The Diplomat
The need for a European pact on migration and asylum that binds all EU Member States is going to be one of the central issues of the imminent Spanish Presidency of the Council of the Union, but this will require overcoming the “difference of interests” between the “most affected” countries, such as Spain, and the northern states that do not share the “principle of solidarity”.
This is one of the main conclusions of the telematic debate organized yesterday by the Alternativas Foundation under the title Migration and Asylum in Europe: will there be a pact?, in which several experts called on Spain to finalize the Pact on Migration and Asylum during its Presidency of the EU so that it can be finalized before the European elections of 2024.
According to Juan Fernando López Aguilar, former Minister of Justice, Socialist MEP and President of the Committee on Freedoms, Justice and Home Affairs of the European Parliament, the Canary Islands route to the EU, “the deadliest of all”, is an example of the “resounding failure” to comply with European law in this area by several Member States “concerted for it”, which have been indifferent to the sum of “infringement proceedings, millionaire fines or convictions by the Court of Justice”.
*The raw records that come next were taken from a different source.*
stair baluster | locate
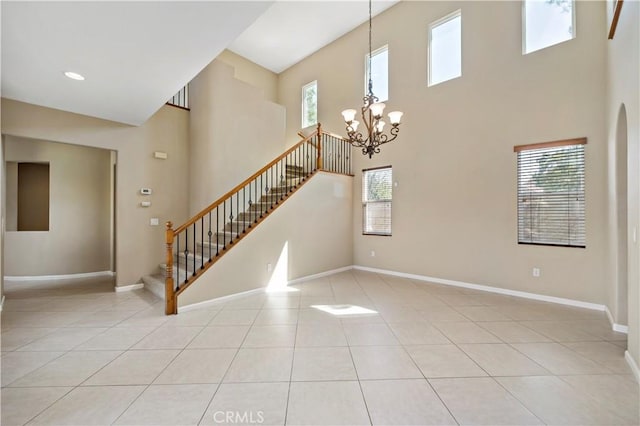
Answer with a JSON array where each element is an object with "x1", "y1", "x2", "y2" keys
[{"x1": 162, "y1": 124, "x2": 353, "y2": 314}]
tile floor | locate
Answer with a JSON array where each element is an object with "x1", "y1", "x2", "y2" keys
[{"x1": 1, "y1": 271, "x2": 638, "y2": 425}]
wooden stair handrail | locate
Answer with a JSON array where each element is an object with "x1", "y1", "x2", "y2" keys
[
  {"x1": 165, "y1": 123, "x2": 353, "y2": 315},
  {"x1": 174, "y1": 124, "x2": 322, "y2": 235}
]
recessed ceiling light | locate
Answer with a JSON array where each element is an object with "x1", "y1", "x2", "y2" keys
[{"x1": 64, "y1": 71, "x2": 85, "y2": 81}]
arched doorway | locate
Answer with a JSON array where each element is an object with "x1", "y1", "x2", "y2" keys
[{"x1": 616, "y1": 103, "x2": 629, "y2": 326}]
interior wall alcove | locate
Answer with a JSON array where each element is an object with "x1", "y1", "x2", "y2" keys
[{"x1": 4, "y1": 135, "x2": 115, "y2": 277}]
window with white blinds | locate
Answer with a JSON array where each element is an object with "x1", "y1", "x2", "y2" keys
[
  {"x1": 363, "y1": 166, "x2": 392, "y2": 236},
  {"x1": 515, "y1": 138, "x2": 586, "y2": 247}
]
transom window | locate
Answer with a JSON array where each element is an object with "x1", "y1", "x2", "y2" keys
[
  {"x1": 365, "y1": 45, "x2": 388, "y2": 102},
  {"x1": 363, "y1": 166, "x2": 392, "y2": 236},
  {"x1": 515, "y1": 138, "x2": 586, "y2": 247},
  {"x1": 301, "y1": 80, "x2": 317, "y2": 128},
  {"x1": 523, "y1": 0, "x2": 575, "y2": 54},
  {"x1": 428, "y1": 9, "x2": 462, "y2": 87}
]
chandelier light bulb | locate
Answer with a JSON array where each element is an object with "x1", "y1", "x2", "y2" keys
[
  {"x1": 388, "y1": 111, "x2": 403, "y2": 125},
  {"x1": 342, "y1": 109, "x2": 357, "y2": 122},
  {"x1": 369, "y1": 102, "x2": 386, "y2": 118},
  {"x1": 375, "y1": 120, "x2": 386, "y2": 133},
  {"x1": 350, "y1": 120, "x2": 360, "y2": 131}
]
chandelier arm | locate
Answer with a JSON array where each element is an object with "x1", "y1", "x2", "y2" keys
[
  {"x1": 378, "y1": 131, "x2": 399, "y2": 146},
  {"x1": 346, "y1": 130, "x2": 367, "y2": 149},
  {"x1": 340, "y1": 0, "x2": 402, "y2": 158}
]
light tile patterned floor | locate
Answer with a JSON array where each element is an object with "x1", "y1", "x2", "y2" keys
[{"x1": 1, "y1": 271, "x2": 638, "y2": 425}]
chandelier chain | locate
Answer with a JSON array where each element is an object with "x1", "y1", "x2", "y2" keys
[
  {"x1": 368, "y1": 0, "x2": 373, "y2": 97},
  {"x1": 340, "y1": 0, "x2": 403, "y2": 158}
]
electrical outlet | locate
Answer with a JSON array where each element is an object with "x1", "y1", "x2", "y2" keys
[
  {"x1": 370, "y1": 250, "x2": 376, "y2": 257},
  {"x1": 532, "y1": 267, "x2": 541, "y2": 278},
  {"x1": 267, "y1": 263, "x2": 272, "y2": 272}
]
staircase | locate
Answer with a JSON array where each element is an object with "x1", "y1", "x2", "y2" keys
[{"x1": 147, "y1": 124, "x2": 353, "y2": 314}]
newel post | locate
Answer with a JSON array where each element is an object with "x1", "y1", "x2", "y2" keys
[
  {"x1": 316, "y1": 123, "x2": 323, "y2": 170},
  {"x1": 165, "y1": 221, "x2": 177, "y2": 315}
]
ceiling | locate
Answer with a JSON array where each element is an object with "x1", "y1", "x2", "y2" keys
[
  {"x1": 1, "y1": 1, "x2": 398, "y2": 126},
  {"x1": 230, "y1": 1, "x2": 399, "y2": 73}
]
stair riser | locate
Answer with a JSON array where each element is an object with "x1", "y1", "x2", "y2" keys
[
  {"x1": 247, "y1": 203, "x2": 271, "y2": 213},
  {"x1": 236, "y1": 212, "x2": 261, "y2": 222},
  {"x1": 260, "y1": 194, "x2": 286, "y2": 203},
  {"x1": 224, "y1": 222, "x2": 253, "y2": 233}
]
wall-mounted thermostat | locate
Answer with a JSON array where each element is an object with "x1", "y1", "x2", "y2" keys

In his view, Europe needs – after the migration and asylum system proposed in September 2020 by Ursula von Der Leyen’s European Commission – a new regulatory framework that strikes a “proper balance” between five legislative objectives: the replacement of the Dublin Regulation (which establishes the criteria and mechanisms for identifying which Member State is responsible for examining an asylum application submitted by a third-country national), the implementation of a crisis status for “when a Member State is unable to manage the common right of asylum”, the updating of Eurodac (the European fingerprint database to identify asylum seekers and irregular border crossers), the adoption of a protocol for external border controls (Screening) and the improvement of the regulation on common procedures and guarantees.
For her part, Nuria Díaz, coordinator of Incidents and Communication of the Spanish Refugee Aid Center (CEAR), warned that the Spanish Presidency of the EU has a “great challenge ahead” because the negotiations on the pact should be “closed before May of next year”, the date on which the European legislature ends. “Not just any pact will do, and the Spanish Presidency must make progress on a new guaranteeing agreement with refugees and migrants that finally makes the principle of solidarity between Member States, as well as that of shared responsibility, a reality,” she added.
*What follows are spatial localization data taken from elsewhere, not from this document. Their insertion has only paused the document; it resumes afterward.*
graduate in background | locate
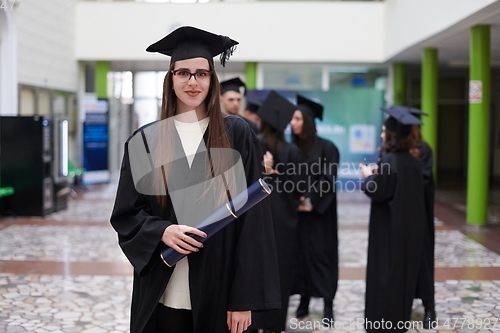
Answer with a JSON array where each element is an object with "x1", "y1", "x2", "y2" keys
[
  {"x1": 248, "y1": 91, "x2": 301, "y2": 333},
  {"x1": 360, "y1": 108, "x2": 427, "y2": 333},
  {"x1": 220, "y1": 77, "x2": 259, "y2": 133},
  {"x1": 220, "y1": 77, "x2": 244, "y2": 116},
  {"x1": 379, "y1": 106, "x2": 436, "y2": 328},
  {"x1": 110, "y1": 26, "x2": 280, "y2": 333},
  {"x1": 290, "y1": 95, "x2": 339, "y2": 322},
  {"x1": 243, "y1": 95, "x2": 262, "y2": 129}
]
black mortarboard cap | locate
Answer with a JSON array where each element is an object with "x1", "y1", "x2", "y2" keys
[
  {"x1": 146, "y1": 26, "x2": 238, "y2": 67},
  {"x1": 245, "y1": 96, "x2": 263, "y2": 113},
  {"x1": 383, "y1": 105, "x2": 428, "y2": 116},
  {"x1": 296, "y1": 94, "x2": 323, "y2": 120},
  {"x1": 382, "y1": 106, "x2": 422, "y2": 138},
  {"x1": 256, "y1": 91, "x2": 296, "y2": 132},
  {"x1": 221, "y1": 77, "x2": 245, "y2": 94}
]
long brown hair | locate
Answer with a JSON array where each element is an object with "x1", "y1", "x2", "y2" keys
[
  {"x1": 155, "y1": 61, "x2": 234, "y2": 207},
  {"x1": 382, "y1": 126, "x2": 419, "y2": 154},
  {"x1": 408, "y1": 125, "x2": 422, "y2": 160},
  {"x1": 292, "y1": 110, "x2": 317, "y2": 156}
]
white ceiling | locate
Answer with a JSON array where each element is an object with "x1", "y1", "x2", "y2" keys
[{"x1": 388, "y1": 1, "x2": 500, "y2": 67}]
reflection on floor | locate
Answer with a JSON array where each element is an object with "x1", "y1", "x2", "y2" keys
[{"x1": 1, "y1": 183, "x2": 500, "y2": 332}]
According to Díaz, the Dublin Regulation on the allocation of responsibilities for reception “does not work” because it “does not balance the responsibilities” between the Member States and is based on “this sole criterion of assigning responsibility to the first country of entry”. Likewise, she continued, the Commission’s proposal is an “à la carte system” in which countries can choose whether to contribute through “relocation commitments, private sponsorship of returns and reinforcement of the capacities of the host country”, when the establishment of the “solidarity mechanism” between Member States is the “central issue of the problem”.
In the opinion of the executive vice-president of the Alternativas Foundation, Diego López Garrido, migration and asylum are going to be “the great challenge” in the Spanish Presidency of the EU, since “many years” have been spent pursuing a pact for human rights to be “regulated and governed” by the EU as a whole, and not as it has been until now, which is an “exclusively national competence with some small contributions from European law”.
In his opinion, this is a “pending issue” that clashes with the “reluctance and resistance” to migration and asylum that exist in each of the Member States. According to López Garrido, Spain is one of the countries “most affected” by the arrival of African citizens crossing the Mediterranean, which has become a “cemetery”, but faces the attitude of the countries further north, which, without so much migratory pressure, are not so willing to “share responsibilities for resettlement and management”. For this reason, and within this “difference of interests”, several northern states do not share the “principle of solidarity” between EU member countries.